Trata-se de estudar a sua obra, entendê-la e transpô-la para nossos problemas atuais, enriquecida, obviamente, pelo que de bom surgir; se é espírita pelas ideias, pelos fundamentos, e não por um selo nominal.

A quantidade de obras é imensa, mas tudo começou lá na França, passados mais de 150 anos, e aqueles pressupostos, límpidos e razoáveis, ainda aplacam nossos anseios pelos problemas do ser, do destino e da dor.

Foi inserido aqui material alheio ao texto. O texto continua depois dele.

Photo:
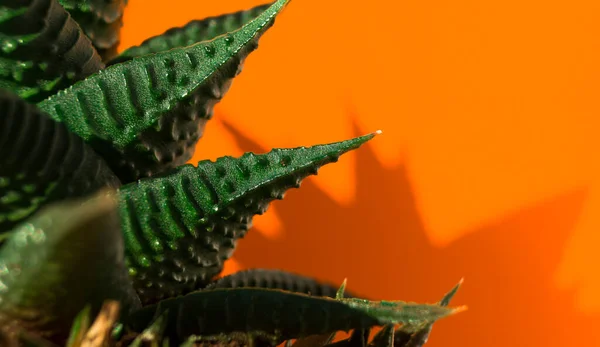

Não defendo a fossilização, saudando as produções vindouras, algumas basilares, mas devemos ter em mente a importância da obra de Kardec em nosso movimento.

Da mesma forma, reputo que esses estudos devem se fundamentar no manuseio de obras, enxergando naquelas linhas potencial de expansão de ideias que podem ser agregadas pela pesquisa em outras obras e pela opinião dos próprios integrantes do grupo.

 A doutrina não sobreviveu e se fortaleceu esses anos por ter criado uma bula proibitiva de conhecimentos, pela busca da padronização de ideias, e sim pela valorização do bom senso de discussão, fortalecendo seus adeptos, diante da razão em todas as épocas da humanidade.

À feição de antiga música do movimento espírita carioca, importa lembrarmos que “com Kardec eu aprendi que a vida não termina aqui”... E, daí, surgiu tudo isso de belo e consolador que vivenciamos hoje, que impulsiona vidas, ideais, trabalhos e modificações.